From then on the ship remained in sight of a shore which appeared now at hand, now at several miles’ distance, sometimes on the left when Edward glanced up and sometimes on the right. He lost track of the days and all sense of their navigational progress. He spent some time on the bridge where he often found a Brazilian counterpart to Mr Mushet, for all vessels of any draught had to take a pilot on board for certain infamous stretches since the Amazon was constantly shifting its shoals and sandbanks, and channels long in use might silt up within a matter of days. But most of the time he spent in the Captain’s deck-chair from where he watched the slow drift astern of a practically unbroken expanse of rainforest.
Shortly before entering the Amazon proper they reached the Narrows, a stretch of a hundred and thirty miles of islands and islets, each with its tuft of virgin forest, which in places reduced the navigable channel to a rapid current barely two hundred yards wide. The river was now yellow-brown, the islands green. Each bend the ship rounded disclosed a new scene whose components were generally the same but whose details struck him afresh. There were trees such as he had never imagined. It was one thing to talk of venerable old oaks in England, but the venerable old trees in Amazonas would have made an English oak look like a toadstool.
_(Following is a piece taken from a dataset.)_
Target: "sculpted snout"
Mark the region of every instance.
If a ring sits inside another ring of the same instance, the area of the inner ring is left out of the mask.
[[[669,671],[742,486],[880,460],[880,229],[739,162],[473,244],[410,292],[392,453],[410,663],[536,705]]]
In places the forest canopy stood well over two hundred feet high and several species of tree had roots like flying buttresses: great triangular slabs of wood which from far enough away took on an architectural gracefulness. From the branches of these giants hung all manner of lianas and creepers like tethers to prevent the tree’s growing any further into the sky. Everywhere the sun beat in bright dapples: on the feather fronds of the assai palm, on the plumes of the miriti, on a myriad stalks and sprays. The light fell in sheets, drenching the burnished river and striking sudden red gleams of sandstone as if the recent erosion by floods were revealing stillmolten magma welling up from the planet’s core. Elsewhere in the creeks and igarapés which led off namelessly into the jungle and in the glades which opened beneath the canopy the darkness was startling in its density.